From: Emlyn (onetel) (emlyn@one.net.au)
Date: Wed Jul 12 2000 - 23:46:41 MDT
There's a much more basic method of grabbing heavily encrypted music which
is downloaded and played by your PC. You can write a fake device driver that
takes the unencrypted digital information fed to it (necessary to actually
play the music), and instead write the information to a nice little
unencrypted file, say a (really huge) wav file.
I know, because I've used a program that was kicking around for Windows NT
(can't remember it's name), to save full CD-quality streaming audio from a
Metallica site, no less. They had their recent full double album (S&M)
available in this fashion; maybe they still do. The particular program I use
installed itself as a device driver, and popped the music in a wav. All I
had to do was say to the site that I had a T1 connection, then wait quite a
while, and voila! Full CD quality (44.1KHz?) sound.

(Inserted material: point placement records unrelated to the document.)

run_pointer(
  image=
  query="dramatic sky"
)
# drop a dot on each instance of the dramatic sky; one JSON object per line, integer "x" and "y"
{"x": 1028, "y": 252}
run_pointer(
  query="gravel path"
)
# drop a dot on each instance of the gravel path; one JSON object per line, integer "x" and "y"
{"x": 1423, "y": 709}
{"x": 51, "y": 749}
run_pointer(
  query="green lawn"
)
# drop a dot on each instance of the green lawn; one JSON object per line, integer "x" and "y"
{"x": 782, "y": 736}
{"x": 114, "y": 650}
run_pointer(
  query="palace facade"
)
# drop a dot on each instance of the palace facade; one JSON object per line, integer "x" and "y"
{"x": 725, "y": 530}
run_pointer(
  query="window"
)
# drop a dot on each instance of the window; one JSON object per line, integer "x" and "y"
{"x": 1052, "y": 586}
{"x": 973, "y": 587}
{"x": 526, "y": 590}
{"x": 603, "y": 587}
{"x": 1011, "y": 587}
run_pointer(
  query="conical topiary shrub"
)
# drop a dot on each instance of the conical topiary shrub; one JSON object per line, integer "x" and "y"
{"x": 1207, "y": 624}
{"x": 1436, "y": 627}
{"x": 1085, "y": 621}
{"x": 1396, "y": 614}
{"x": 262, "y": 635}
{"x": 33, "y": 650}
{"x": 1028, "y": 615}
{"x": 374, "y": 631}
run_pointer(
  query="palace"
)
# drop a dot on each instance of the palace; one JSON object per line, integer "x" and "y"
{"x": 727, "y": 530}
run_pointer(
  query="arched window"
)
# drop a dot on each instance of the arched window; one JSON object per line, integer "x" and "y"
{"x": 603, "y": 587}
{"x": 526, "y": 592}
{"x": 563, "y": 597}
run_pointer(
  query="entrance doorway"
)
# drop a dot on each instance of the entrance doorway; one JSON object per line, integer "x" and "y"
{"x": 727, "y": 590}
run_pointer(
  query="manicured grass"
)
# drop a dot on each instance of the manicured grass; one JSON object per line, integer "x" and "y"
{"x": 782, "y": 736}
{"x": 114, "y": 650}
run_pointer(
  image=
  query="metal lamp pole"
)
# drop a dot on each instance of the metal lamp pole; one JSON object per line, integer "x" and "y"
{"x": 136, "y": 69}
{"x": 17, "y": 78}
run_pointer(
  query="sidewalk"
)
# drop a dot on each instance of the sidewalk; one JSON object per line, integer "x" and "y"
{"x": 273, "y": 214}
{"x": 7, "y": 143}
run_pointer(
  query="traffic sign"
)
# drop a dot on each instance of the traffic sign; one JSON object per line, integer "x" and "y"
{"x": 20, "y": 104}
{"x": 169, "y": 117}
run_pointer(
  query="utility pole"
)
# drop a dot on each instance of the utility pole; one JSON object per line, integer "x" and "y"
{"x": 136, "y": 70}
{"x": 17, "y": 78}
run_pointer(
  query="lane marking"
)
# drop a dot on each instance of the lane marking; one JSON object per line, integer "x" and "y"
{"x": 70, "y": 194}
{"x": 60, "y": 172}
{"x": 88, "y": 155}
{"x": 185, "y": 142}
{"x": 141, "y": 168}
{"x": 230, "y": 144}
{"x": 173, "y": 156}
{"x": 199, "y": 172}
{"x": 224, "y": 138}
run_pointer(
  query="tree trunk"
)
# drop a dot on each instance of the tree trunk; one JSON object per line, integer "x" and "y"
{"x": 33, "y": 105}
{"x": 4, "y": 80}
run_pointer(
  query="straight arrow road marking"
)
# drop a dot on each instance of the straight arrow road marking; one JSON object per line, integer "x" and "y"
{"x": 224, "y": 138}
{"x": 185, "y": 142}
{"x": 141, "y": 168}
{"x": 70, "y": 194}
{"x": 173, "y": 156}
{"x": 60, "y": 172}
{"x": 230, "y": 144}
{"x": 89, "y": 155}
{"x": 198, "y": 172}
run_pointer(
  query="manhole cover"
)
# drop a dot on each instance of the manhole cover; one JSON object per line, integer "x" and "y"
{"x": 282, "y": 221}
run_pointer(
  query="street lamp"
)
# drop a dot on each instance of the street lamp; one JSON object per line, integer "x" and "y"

The machine I did this on has a CD burner attached; I could have made full
replica CDs from this source (actually, the breaks between songs would be
different, but that's really nitpicking). What I did do was convert them to
mp3s, and cut them to CD; I also listened to the full quality recordings on
that computer. I will try to cover my butt ethically, by also reporting that
I did indeed buy the double-cd set (eventually). Yes, I am a sad little
Metallica fan if you hadn't noticed. Their stuff sits in my CD collection
between my Slayer CDs and my opera CDs.
What it comes down to is, the information has to be unencrypted to actually
use it; that's a very good opportunity to steal it.
Emlyn
> "Michael S. Lorrey" wrote:
> > Lee Daniel Crocker wrote:
> > > And no digital format will ever be "secure" except on
> > > secure hardware, and even that is dubious.
> >
> > Actually, no. If the file is encrypted such that each successive play
requires a
> > new key to decrypt, which must be downloaded from the recording
company's
> > keyserver on a pay per play basis (i.e. no key can be used twice on the
same
> > downloaded file), then you have a very secure file format.
>
> But not completely secure. Make a backup of the file (and any
> associated data, like hidden files or Windows registry keys) before you
> play it, download the key to another file, trick the player into
> "downloading" the key from the file rather than the company, then copy
> the backup over the original, and there's your crack. (If the key
> depends on the time as reported by the local computer, then trick the
> player into thinking it's always the same moment. If the key depends on
> the time as reported by the company's server, that can be specified as
> part of the served key; it's no problem if the local computer and the
> company's server have way out of sync clocks).